What You’re Missing from Your Business Plan

Author: Alisa Best, 3L Liberty University School of Law

Average read time: 2-4 minutes

Business formation has been on the rise lately, meaning many have been tirelessly working on their business plans. A typical business plan includes:

  1. An executive summary;

  2. A company description;

  3. Products and services;

  4. A marketing plan;

  5. An operational plan;

  6. Management & organization; and

  7. A financial plan.

And once complete with the business plan, the official process of forming the business begins. This includes, for most, filing the articles of organization for LLCs, and though not required to file, drafting an operating agreement.

The articles of organization is the document that is filed in the State in which an individual desires to form their business in. However, the operating agreement is the document that details how the business is to be operated. But what happens to the business in the event of incapacity or death? Is the business to cease operations? Is it to continue to run? And if it is to continue to run, who is to take over in your place? Do you want to keep it in the family, or do you want to sell it? Your operating agreement and having a comprehensive estate plan can help mitigate these concerns.

In your operating agreement, you can address the duration of the company. In doing so, an individual has the discretion to decide what will happen upon death or incapacity of a member – if the business is to continue, addressing successor members who may participate in the management of the business and who may retain economic interests from the predecessor member. And can also provide instructions on winding up the business. Winding up is the process of dissolving a company and selling stock, paying off creditors, and distributing any remaining assets to members.

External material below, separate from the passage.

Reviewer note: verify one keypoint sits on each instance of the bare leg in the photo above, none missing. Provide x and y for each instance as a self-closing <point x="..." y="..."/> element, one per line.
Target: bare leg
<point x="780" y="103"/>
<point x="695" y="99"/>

With your comprehensive estate plan, there are strategic ways businesses may be transferred or gifted to beneficiaries. Using wills, trusts, and other common estate planning documents can help ensure that decisions that align with your wishes will be made. Wills and trusts can also address instructions of your wishes on how to proceed with the business and how the interests are to be held and passed down to beneficiaries, but it is important that if you addressed it in your operating agreement to ensure that the language matches across the documents. A power of attorney can be help in the event of incapacity as well. A power of attorney is an instrument granting someone authority to act as agent for the grantor. With this document, you can appoint someone to make decisions on your behalf, but with this comes the importance of communication between you and the person you wish to appoint as power of attorney. This communication is important in regards how much authority they have and their understanding of your goals for your business.

Taking these measures to protect yourself and your business, are well worth it in the long run. But don’t forget to update all of your documents as your business grows and/or changes to ensure adequate planning and protection.